California Department of Water Resources spokesman Doug Carlson said Friday that the estimate by a department engineer is an early, ballpark figure.
Carlson says it is too soon to know with any certainty what it will cost to repair a spillway that is eroding away as officials release a torrent of water from rain-swollen Lake Oroville.
Earlier this week, unexpected erosion chewed through the concrete spillway, sending chunks of concrete flying.
Officials are continuing to use the spillway to keep the lake from overflowing, even though that is causing more damage.
They also are clearing and reinforcing a nearby emergency spillway, moving power lines and transferring endangered hatchery fish below Oroville Dam.
California workers are scrambling for a second day to rescue millions of baby native salmon from a hatchery that has being buried in mud from a crumbling spillway upstream.

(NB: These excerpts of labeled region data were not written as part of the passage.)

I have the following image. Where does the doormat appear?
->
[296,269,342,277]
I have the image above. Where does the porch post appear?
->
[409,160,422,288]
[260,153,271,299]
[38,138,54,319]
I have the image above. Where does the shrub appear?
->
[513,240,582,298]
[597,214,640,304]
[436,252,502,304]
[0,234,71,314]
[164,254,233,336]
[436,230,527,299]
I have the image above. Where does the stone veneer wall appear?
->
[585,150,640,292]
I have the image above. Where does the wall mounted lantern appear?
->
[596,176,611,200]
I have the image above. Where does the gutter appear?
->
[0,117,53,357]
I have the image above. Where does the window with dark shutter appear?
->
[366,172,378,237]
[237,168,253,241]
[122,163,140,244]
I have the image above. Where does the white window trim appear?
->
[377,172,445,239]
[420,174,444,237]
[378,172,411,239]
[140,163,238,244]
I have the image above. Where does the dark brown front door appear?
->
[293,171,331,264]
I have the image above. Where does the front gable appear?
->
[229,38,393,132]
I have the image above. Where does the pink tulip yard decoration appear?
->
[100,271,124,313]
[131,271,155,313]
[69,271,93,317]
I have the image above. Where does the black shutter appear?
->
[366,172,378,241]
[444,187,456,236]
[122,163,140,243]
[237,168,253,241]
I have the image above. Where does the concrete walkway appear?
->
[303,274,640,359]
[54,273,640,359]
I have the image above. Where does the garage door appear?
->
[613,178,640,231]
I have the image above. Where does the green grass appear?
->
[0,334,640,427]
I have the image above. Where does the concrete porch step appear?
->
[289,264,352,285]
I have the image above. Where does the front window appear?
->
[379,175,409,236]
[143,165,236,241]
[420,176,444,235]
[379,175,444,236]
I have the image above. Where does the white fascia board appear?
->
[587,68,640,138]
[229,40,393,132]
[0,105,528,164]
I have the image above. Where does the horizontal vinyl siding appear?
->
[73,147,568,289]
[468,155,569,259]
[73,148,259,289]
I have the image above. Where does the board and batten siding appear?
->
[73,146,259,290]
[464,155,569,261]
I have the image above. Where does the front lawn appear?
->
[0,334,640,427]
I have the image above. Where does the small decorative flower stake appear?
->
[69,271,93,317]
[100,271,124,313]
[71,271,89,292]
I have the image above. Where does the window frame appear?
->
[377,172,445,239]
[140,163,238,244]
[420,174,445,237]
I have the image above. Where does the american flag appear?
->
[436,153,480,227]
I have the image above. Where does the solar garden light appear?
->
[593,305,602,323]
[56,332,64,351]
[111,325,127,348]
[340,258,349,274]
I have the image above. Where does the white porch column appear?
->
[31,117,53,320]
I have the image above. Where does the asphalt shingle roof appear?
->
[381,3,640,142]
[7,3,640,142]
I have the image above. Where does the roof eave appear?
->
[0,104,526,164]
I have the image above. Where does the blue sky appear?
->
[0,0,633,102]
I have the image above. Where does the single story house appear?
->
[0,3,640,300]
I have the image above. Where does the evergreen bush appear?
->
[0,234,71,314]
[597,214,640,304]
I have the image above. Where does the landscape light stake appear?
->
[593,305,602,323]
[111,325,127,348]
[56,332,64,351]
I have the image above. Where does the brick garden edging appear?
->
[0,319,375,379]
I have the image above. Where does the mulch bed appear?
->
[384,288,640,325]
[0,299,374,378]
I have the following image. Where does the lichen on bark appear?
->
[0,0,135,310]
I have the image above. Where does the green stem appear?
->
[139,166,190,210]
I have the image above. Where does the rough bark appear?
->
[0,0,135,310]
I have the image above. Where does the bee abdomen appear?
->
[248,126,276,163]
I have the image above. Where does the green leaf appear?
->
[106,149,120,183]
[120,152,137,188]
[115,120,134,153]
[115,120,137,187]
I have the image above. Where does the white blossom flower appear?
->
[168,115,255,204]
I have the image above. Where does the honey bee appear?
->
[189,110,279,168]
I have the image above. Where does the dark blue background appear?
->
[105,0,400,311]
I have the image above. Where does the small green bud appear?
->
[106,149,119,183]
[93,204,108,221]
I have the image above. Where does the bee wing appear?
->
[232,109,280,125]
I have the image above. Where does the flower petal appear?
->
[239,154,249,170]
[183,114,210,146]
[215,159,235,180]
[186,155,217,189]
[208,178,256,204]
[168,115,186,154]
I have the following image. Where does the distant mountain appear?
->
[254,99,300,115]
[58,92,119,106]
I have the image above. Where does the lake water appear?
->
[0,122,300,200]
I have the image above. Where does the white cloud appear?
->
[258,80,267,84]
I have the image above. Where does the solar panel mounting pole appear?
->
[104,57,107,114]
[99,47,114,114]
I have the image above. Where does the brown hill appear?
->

California Department of Fish and Wildlife spokesman Andrew Hughan says rescuers on Friday were trying to scoop up 4 million tiny young Chinook salmon by hand. The partial collapse of the spillway at the Lake Oroville dam is sending blankets of dirt and debris into the hatchery. State workers on Thursday rescued another 4 million salmon from the hatchery. The young fish are being evacuated by tanker trucks to a holding area far away from the spillway.
Hughan says the hatchery is in full rescue mode and has called in every available person and vehicle.
Workers also are evacuating 1 million eggs of steelhead trout. The hatchery produces almost a third of California's hatchery-raised fish and helps supports struggling native fish species and a $4 billion state salmon industry.
State officials say they believe they can avoid emergency releases from a key Northern California reservoir while still protecting the Oroville Dam .
The California Department of Water Resources said Friday that it significantly bumped up releases from Lake Oroville, even though that means further sacrificing a rapidly deteriorating concrete spillway.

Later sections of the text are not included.